Remember, the audience experience with you starts when they first get your marketing to well after they leave your show. So your interaction with your audience after a show can be as important as the show itself. As a great example, when she played the Kennedy Center, Liz Callaway spent nearly as much time signing autographs and chatting to the audience as she did onstage.
Some thoughts:
- Enjoy what you just accomplished. Also, if you’re anything like me, you may not be working at full mental capacity right after a show. Recognize this to avoid getting in any danger and making any commitments.
- You got an ovation at the end of your show. (I sincerely hope. If not, then slink out the back door and ignore this column until you get applause.) So the audience told you they enjoyed it. Respect their enjoyment. Do not undermine it with complaints about your voice, your music director, the venue, the lighting, forgetting words, etc. (This seems so obvious but I admit that it is really, really hard to do.)
- Similarly, when someone tells you they enjoyed the show, believe them. And thank them. And make them feel special for being part of a special audience. (I can tell you this worked wonders on me the last time Julie Wilson said it to me – personally – after a show.)
- If there are bunches of people, try to prioritize.

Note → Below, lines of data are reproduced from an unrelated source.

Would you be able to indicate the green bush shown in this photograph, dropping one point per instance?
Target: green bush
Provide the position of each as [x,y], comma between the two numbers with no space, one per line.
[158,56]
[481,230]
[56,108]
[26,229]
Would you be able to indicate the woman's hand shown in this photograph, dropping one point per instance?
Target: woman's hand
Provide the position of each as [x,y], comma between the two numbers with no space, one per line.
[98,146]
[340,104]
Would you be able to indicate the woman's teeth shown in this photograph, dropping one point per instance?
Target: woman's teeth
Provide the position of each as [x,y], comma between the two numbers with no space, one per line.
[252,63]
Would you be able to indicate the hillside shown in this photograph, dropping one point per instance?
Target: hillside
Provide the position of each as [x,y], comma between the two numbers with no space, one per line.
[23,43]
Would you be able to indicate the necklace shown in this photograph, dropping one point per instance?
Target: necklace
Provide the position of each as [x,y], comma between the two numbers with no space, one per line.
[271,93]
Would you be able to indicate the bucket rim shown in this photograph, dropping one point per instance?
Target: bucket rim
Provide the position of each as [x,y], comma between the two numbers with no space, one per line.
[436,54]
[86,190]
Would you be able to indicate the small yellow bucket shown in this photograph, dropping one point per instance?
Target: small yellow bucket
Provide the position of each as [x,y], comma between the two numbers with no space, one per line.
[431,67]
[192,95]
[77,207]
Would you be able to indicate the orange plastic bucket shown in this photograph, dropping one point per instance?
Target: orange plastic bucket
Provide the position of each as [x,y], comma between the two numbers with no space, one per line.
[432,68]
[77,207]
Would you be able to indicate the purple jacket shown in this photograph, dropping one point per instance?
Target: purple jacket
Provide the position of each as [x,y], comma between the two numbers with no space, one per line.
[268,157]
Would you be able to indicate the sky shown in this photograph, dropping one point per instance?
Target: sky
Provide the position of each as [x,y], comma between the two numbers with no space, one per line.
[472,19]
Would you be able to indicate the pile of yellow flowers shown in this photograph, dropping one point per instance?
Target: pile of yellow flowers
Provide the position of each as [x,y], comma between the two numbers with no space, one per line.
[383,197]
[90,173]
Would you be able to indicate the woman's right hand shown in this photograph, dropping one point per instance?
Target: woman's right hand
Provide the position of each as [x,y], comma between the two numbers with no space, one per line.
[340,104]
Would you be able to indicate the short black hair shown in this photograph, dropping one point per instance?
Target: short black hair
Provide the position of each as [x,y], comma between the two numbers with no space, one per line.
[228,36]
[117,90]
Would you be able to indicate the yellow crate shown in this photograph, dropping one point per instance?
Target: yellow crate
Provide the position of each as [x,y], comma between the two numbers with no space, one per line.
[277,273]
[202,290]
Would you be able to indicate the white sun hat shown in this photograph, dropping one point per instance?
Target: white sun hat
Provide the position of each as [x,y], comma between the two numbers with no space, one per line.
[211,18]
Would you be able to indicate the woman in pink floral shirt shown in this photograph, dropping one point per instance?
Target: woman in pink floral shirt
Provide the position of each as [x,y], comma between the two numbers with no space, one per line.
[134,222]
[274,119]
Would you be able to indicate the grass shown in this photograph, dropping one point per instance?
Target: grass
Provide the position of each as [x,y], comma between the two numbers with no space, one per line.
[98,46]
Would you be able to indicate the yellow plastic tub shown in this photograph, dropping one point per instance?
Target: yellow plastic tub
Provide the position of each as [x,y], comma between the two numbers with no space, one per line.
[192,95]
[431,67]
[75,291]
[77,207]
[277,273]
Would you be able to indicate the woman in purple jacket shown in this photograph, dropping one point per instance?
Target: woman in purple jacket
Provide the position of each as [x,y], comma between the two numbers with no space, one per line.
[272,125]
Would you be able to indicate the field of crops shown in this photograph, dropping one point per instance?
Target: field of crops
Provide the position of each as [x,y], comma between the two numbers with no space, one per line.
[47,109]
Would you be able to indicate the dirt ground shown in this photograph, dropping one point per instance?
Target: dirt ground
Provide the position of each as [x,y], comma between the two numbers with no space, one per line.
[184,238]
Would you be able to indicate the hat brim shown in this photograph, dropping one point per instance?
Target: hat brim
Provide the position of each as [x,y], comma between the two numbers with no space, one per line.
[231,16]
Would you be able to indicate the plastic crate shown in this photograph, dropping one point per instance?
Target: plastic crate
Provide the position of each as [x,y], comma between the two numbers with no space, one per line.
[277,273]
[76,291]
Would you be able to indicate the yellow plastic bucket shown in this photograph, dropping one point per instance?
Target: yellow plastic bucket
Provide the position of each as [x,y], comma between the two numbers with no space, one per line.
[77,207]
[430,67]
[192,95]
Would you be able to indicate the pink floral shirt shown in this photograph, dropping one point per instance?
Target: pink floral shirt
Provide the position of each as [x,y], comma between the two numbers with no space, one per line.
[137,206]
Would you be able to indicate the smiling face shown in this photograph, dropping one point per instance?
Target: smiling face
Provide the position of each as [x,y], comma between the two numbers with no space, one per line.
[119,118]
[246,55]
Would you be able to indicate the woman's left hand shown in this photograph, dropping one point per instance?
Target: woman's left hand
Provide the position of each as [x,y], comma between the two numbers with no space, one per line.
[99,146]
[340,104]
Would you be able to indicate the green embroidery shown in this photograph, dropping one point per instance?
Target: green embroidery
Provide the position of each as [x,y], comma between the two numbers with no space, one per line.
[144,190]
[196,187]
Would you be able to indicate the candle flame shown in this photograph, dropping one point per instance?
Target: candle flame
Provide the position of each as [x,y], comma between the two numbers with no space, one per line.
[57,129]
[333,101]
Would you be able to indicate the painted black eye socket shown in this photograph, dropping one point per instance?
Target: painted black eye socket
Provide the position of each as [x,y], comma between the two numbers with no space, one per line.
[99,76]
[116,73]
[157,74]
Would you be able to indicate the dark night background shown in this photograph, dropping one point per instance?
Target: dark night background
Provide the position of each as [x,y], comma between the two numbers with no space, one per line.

Enthusiastically, but efficiently, thank friends and promise later contact (and follow-up). For people you don’t know, try to get them on your mailing list.
- I once asked Andrea Marcovicci how she managed a reception line so well. She said that the trick is to fully concentrate on the person you’re dealing with in the time you’re dealing with them. Then to clearly thank them, finish, then turn to the next person.
- When you’ve been deemed to be talking to a certain cabaret artist for too long, her female partner will reach across, extend her hand, say “Hi, I’m _______________ “ and while shaking you’re hand will pull you out of range of the performer. At the time, my annoyance with being “dealt with” in this way was tempered by an admiration for the gutsy (and powerful) approach to the problem. Others may have and cause less generous reactions with similar tactics.